In summarizing, if an SLN is not identified and in any case in which the mapping procedure appears inadequate, SNLB should be abandoned in favor of complete IFLND. Patient selection is crucial to success. Patients should have a negative metastatic workup. Table 6.7 summarizes factors that affect the success of SNLNB. Ideal candidates have unifocal T 1 or T 2 primary tumors smaller than 4 cm in diameter and clinically nonsuspicious groin nodes. SNLB performance characteristics from select studies are summarized in Table 6.8 . The standard has been that if a positive SLN is found on one side, then a complete groin dissection should be done bilaterally; however, emerging evidence supports omission of full contralateral IFLND if the contralateral SLN is negative.

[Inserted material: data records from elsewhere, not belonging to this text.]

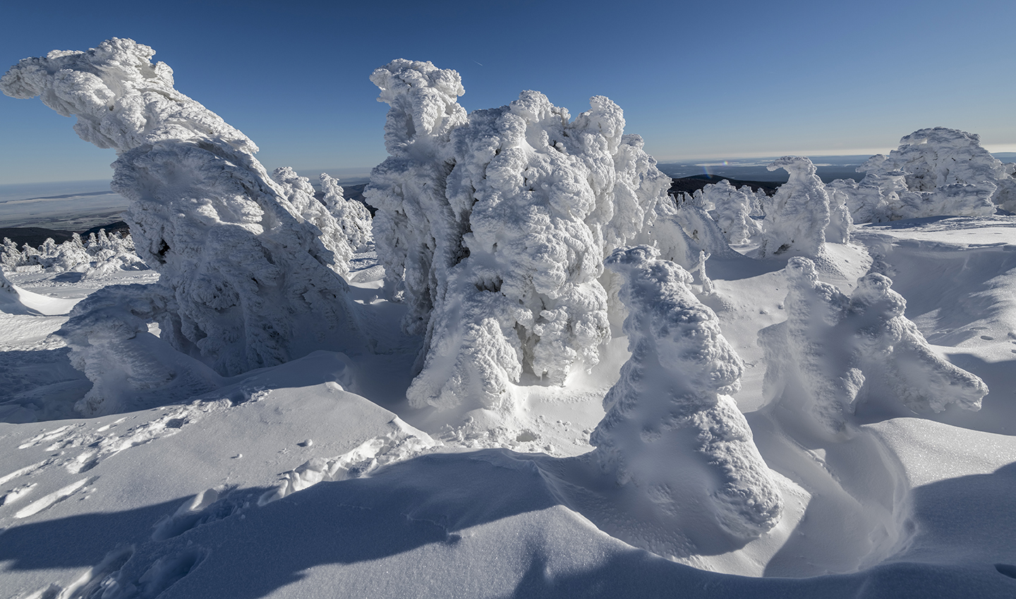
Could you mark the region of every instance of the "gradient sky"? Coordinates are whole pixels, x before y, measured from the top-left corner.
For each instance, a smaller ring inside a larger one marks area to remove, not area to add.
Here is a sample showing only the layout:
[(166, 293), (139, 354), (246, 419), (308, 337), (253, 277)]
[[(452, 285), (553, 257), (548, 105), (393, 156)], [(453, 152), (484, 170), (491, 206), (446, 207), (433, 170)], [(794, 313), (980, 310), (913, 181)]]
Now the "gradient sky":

Fig. 6.10 proposes a potential management algorithm for SLNB. Clearly, these management schemes require individualization and constant vigilance of emerging literature that may alter recommendations.
|Author, Study, Year||Patients (n)||SLN Detection Rate (%)||Sensitivity (%)||NPV (%)|
|452||93||92||96 b |
Technique of inguinofemoral lymphadenectomy
Although most women with clinical early-stage vulvar cancer will be candidates for SLN identification, complete inguinofemoral lymphadenectomy may be required for patients who fail to map and/or those with bulky adenopathy deemed resectable by the surgeon. An 8-cm incision is made parallel to the inguinal ligament two fingerbreadths (4 cm) beneath the inguinal ligament and two fingerbreadths (4 cm) lateral to the pubic tubercle ( Fig. 6.11 ). The incision is carried down through the Camper fascia, and at this point, skin flaps are bluntly and sharply dissected superiorly and inferiorly, allowing access to the fat pad containing the superficial nodes. The SLNs are in the fatty layer of tissue beneath the Camper fascia, in part anterior to the cribriform plate and protruding from beneath the fascia lata ( Fig. 6.12 ). The dissection should be carried superiorly to the inguinal ligament and inferiorly to a point approximately 2 cm proximal to the opening of the Hunter canal. The dissection should be carried laterally to the sartorius muscle and medially to the adductor longus muscle fascia ( Fig. 6.13 ). Blunt dissection facilitates identification of the cribriform fascia, which is most easily identified just below the inguinal ligament or in the area of the saphenous opening. The cribriform fascia unites with the fascia lata, and thus is contiguous with the fascia on the surface of the adductor longus and sartorius muscles; this may facilitate its identification. The portion of the fascia covering the femoral triangle is perforated by the saphenous vein, by lymph nodes of the vertical set, and by numerous blood and lymphatic vessels, hence the name cribriform fascia . If the dissection is carried out properly, the adventitia of the femoral vessels should not be clearly seen except through the vessel openings mentioned earlier.